Pour la première fois, des pasteurs ont admis qu’ils avaient évincé des auteurs présumés d’agression de leurs églises plutôt que de les dénoncer à la police. Stacey Shiflett, pasteur baptiste fondamental indépendant à Dundalk (Maryland), propose une version très personnelle de la non-assistance à personne en danger : « C’est une philosophie, certes imparfaite mais on n’aère pas son linge sale devant tout le monde. Et puis l’autre philosophie est qu’il est faux de dire quelque chose de mauvais à propos d’un autre prédicateur ».
Du Connecticut à la Californie, les histoires sont tragiquement similaires :
– Joy Evans Ryder avait 15 ans lorsque Dave Hyles, responsable jeunesse de son église et fils du pasteur charismatique de la première église baptiste de Hammond (Indiana) l’a violée. Trois autres victimes de Hyles se sont manifestées mais il n’a jamais fait l’objet d’inculpations.
– Un ministre chargé de la musique a agressé une jeune fille de 15 ans en Caroline du Nord et a déménagé dans une autre église en Floride.
– Les parents d’une autre jeune fille ont reconnu devant leur congrégation du Connecticut le « péché » alors qu’elle avait été abusée par le pasteur chargé de la jeunesse.

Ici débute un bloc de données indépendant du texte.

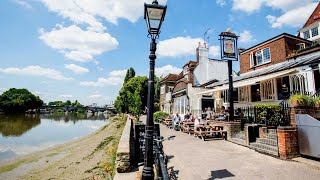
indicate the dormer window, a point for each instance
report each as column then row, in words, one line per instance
column 260, row 57
column 314, row 32
column 185, row 71
column 306, row 34
column 301, row 46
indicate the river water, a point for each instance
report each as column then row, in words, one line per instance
column 20, row 135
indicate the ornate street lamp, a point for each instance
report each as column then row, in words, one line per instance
column 154, row 15
column 229, row 52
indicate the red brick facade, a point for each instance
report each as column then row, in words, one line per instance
column 280, row 49
column 288, row 142
column 315, row 16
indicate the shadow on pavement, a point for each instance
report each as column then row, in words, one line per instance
column 173, row 174
column 219, row 174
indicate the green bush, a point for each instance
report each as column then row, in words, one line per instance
column 269, row 114
column 157, row 116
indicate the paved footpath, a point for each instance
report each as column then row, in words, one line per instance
column 195, row 159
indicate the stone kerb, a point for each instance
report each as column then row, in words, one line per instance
column 288, row 142
column 315, row 112
column 232, row 129
column 123, row 152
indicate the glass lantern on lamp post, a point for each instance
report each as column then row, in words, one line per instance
column 154, row 15
column 229, row 52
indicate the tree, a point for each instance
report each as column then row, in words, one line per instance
column 157, row 89
column 133, row 96
column 130, row 74
column 67, row 103
column 19, row 100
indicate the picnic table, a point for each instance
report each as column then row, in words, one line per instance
column 212, row 130
column 187, row 127
column 168, row 122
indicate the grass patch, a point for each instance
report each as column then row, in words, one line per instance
column 12, row 166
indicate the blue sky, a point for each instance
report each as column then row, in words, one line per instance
column 80, row 49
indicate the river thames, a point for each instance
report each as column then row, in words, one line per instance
column 24, row 134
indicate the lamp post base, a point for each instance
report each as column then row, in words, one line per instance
column 147, row 173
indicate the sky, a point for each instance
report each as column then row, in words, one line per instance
column 81, row 49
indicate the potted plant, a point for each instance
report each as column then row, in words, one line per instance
column 316, row 101
column 299, row 100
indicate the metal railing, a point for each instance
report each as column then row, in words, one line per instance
column 265, row 115
column 160, row 159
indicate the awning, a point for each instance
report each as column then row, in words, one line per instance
column 247, row 82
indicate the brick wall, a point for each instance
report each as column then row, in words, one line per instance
column 279, row 50
column 288, row 142
column 163, row 96
column 312, row 112
column 232, row 129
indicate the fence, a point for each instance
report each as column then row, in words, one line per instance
column 269, row 115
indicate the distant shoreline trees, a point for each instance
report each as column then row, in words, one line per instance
column 19, row 101
column 68, row 103
column 133, row 95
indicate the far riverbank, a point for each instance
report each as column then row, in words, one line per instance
column 88, row 157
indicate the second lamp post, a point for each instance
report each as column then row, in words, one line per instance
column 154, row 15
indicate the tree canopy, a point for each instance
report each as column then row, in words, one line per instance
column 19, row 100
column 130, row 74
column 65, row 104
column 133, row 96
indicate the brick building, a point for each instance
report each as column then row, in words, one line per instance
column 310, row 30
column 194, row 77
column 271, row 70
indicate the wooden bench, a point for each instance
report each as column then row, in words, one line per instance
column 204, row 133
column 168, row 123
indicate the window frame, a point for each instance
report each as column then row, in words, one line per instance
column 304, row 34
column 315, row 29
column 243, row 94
column 267, row 90
column 254, row 57
column 163, row 89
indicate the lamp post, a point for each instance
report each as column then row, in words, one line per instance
column 154, row 15
column 229, row 52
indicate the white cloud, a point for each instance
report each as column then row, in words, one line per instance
column 77, row 44
column 23, row 3
column 177, row 47
column 118, row 73
column 3, row 90
column 286, row 5
column 294, row 12
column 96, row 96
column 221, row 2
column 293, row 18
column 63, row 96
column 81, row 11
column 36, row 71
column 76, row 69
column 248, row 6
column 98, row 99
column 165, row 70
column 102, row 82
column 246, row 37
column 214, row 51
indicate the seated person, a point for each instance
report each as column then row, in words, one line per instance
column 176, row 120
column 239, row 113
column 222, row 115
column 196, row 122
column 186, row 116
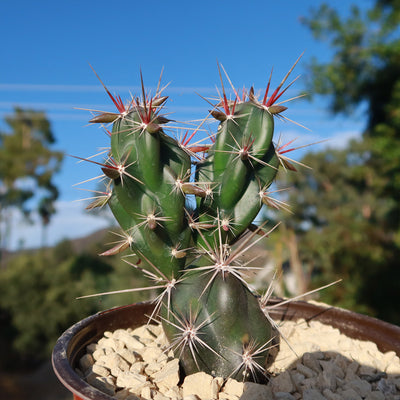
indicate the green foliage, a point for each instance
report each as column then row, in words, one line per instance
column 38, row 292
column 181, row 208
column 27, row 166
column 346, row 211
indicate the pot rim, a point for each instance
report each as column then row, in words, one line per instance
column 71, row 344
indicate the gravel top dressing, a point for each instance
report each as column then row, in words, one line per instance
column 319, row 363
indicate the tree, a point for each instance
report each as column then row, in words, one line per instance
column 27, row 166
column 347, row 210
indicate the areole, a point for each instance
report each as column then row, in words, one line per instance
column 71, row 345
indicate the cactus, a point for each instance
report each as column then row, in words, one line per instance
column 182, row 207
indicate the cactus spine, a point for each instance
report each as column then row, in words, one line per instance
column 212, row 319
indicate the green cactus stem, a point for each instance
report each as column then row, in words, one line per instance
column 211, row 317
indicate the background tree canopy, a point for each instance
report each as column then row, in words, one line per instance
column 347, row 209
column 27, row 166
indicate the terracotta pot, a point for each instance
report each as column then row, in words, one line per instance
column 71, row 345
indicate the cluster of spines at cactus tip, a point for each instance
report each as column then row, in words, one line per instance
column 210, row 315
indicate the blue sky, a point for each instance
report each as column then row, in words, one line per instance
column 47, row 47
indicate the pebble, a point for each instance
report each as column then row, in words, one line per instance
column 135, row 364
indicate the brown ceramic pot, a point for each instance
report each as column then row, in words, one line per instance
column 72, row 344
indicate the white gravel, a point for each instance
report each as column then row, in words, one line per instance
column 319, row 364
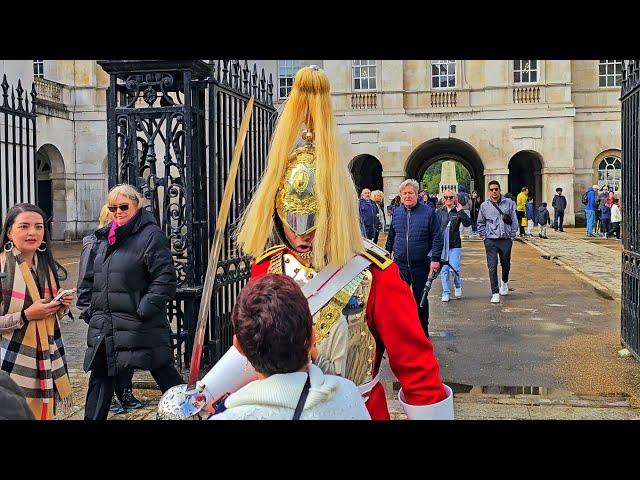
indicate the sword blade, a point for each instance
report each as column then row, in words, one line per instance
column 216, row 247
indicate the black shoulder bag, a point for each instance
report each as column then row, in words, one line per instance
column 506, row 218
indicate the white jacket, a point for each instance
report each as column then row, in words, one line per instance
column 275, row 398
column 616, row 216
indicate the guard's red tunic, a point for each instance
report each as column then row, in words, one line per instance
column 392, row 316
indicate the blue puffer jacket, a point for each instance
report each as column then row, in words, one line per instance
column 413, row 234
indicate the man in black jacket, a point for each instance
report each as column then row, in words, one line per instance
column 453, row 215
column 559, row 205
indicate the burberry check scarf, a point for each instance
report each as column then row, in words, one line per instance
column 33, row 355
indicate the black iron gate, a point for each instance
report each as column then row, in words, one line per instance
column 17, row 147
column 159, row 122
column 630, row 321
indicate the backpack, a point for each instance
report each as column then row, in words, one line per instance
column 585, row 198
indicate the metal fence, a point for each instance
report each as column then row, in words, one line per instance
column 161, row 115
column 630, row 321
column 17, row 146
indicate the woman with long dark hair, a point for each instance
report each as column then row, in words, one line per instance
column 31, row 348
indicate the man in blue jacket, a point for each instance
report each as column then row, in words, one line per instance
column 416, row 242
column 590, row 210
column 368, row 214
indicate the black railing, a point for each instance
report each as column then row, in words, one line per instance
column 630, row 311
column 17, row 146
column 157, row 137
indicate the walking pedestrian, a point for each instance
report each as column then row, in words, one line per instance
column 559, row 205
column 451, row 215
column 133, row 279
column 497, row 226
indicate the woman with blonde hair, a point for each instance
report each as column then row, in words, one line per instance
column 133, row 279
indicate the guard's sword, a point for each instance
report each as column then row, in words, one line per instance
column 214, row 253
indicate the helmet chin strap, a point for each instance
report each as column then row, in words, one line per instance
column 304, row 256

En plus d’avoir été abusées, ces victimes ont été terrorisées et savent que leur passé affectera le reste de leur vie. Il faut comprendre le pouvoir qu’exercent les églises baptistes indépendantes sur leurs fidèles : de nombreux pasteurs développent leur autorité par la peur et l’interprétation des versets de la Bible. Aller contre l’avis du pasteur d’une église baptiste fondamentale indépendante est presque impensable. « L’homme de Dieu » est choisi par Dieu et constitue le lien direct avec lui. Interroger le pasteur, c’est interroger Dieu.

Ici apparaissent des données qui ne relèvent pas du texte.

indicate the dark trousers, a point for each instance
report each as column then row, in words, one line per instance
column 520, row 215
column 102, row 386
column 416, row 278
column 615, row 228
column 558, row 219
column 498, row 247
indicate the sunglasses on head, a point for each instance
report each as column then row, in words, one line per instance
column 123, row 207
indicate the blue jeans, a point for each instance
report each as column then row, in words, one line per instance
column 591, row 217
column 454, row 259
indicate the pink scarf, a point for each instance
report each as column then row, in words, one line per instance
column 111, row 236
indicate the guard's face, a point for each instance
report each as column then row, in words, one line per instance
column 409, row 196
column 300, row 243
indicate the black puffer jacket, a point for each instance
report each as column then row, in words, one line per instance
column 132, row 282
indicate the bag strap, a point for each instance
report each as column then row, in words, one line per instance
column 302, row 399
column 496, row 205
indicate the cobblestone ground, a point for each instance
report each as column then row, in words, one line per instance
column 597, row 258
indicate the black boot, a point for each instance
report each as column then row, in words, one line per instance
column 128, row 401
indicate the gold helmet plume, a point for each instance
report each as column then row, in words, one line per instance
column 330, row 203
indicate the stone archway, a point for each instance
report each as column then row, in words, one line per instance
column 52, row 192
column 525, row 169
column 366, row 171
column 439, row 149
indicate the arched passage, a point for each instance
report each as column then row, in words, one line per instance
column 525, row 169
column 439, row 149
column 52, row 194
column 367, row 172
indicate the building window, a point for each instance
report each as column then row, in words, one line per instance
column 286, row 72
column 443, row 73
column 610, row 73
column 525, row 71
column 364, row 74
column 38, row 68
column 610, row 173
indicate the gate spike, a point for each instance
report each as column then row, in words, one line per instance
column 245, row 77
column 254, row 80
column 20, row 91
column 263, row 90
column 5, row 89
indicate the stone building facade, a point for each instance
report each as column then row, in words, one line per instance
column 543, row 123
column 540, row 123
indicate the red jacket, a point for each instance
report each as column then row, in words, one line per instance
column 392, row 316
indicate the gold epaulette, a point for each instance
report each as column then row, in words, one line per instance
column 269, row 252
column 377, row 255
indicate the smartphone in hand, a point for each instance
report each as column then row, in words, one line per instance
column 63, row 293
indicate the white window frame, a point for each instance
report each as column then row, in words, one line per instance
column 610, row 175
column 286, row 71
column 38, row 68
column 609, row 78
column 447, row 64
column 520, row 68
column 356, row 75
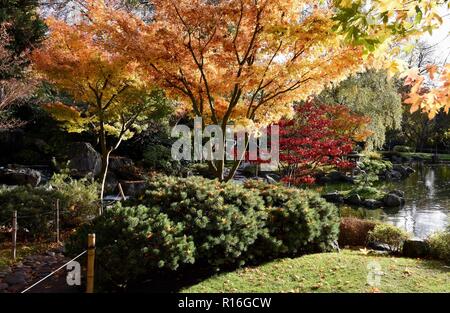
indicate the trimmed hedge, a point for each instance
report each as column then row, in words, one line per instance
column 440, row 245
column 215, row 225
column 355, row 231
column 298, row 220
column 224, row 219
column 36, row 206
column 35, row 209
column 131, row 242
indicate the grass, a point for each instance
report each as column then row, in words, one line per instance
column 346, row 271
column 422, row 155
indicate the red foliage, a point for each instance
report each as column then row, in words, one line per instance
column 319, row 135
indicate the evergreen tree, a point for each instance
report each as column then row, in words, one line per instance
column 373, row 94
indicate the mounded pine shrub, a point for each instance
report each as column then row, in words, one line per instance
column 298, row 220
column 223, row 219
column 211, row 224
column 133, row 242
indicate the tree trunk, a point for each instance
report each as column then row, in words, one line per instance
column 105, row 162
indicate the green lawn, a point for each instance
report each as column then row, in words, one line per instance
column 425, row 156
column 333, row 272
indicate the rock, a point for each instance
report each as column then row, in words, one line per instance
column 354, row 199
column 372, row 203
column 396, row 159
column 392, row 200
column 118, row 162
column 336, row 176
column 395, row 175
column 397, row 192
column 124, row 168
column 133, row 188
column 19, row 176
column 51, row 253
column 416, row 248
column 334, row 197
column 16, row 278
column 405, row 171
column 272, row 179
column 84, row 159
column 379, row 246
column 335, row 246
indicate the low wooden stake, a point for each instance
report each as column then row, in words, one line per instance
column 90, row 265
column 57, row 220
column 14, row 235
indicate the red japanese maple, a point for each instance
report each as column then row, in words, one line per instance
column 319, row 135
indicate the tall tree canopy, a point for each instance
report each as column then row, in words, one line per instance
column 237, row 61
column 110, row 94
column 373, row 94
column 12, row 89
column 26, row 28
column 245, row 61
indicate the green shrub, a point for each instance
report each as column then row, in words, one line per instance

Certaines victimes se demandent depuis des années si les abus qu’elles ont subis sont le résultat de la colère de Dieu. D’autres ont cru que s’ils désobéissaient ou s’ils quittaient l’église, Dieu s’en prendrait à eux ou à leurs proches.
Des églises baptistes fondamentales indépendantes demandent à leurs fidèles de ne pas côtoyer ceux qui n’appartiennent pas à leur église.
Qualifiées de sectes par d’anciens membres, ces églises seraient 6 000 dans le monde. Elles fonctionnent de manière indépendante mais leurs pasteurs sont liés selon le collège qu’ils ont fréquentés : l’université Bob Jones, les collèges Hyles-Anderson, Pensacola Christian College et Golden State Baptist College, pour n’en nommer que quelques-uns. Les pasteurs entretiennent leurs relations dans ce réseau informel qui sert éventuellement à aider les abuseurs à trouver des refuges.
La plupart des églises les ayant abrités se trouvent dans le Sud-Est et le Midwest, 17 en Caroline du Nord, 12 dans l’Ohio et 9 au Texas.
Les conséquences sont rares pour les pasteurs qui dissimulent un comportement abusif. Dans certains cas, ce sont même les victimes qui ont été obligées de s’excuser devant la congrégation.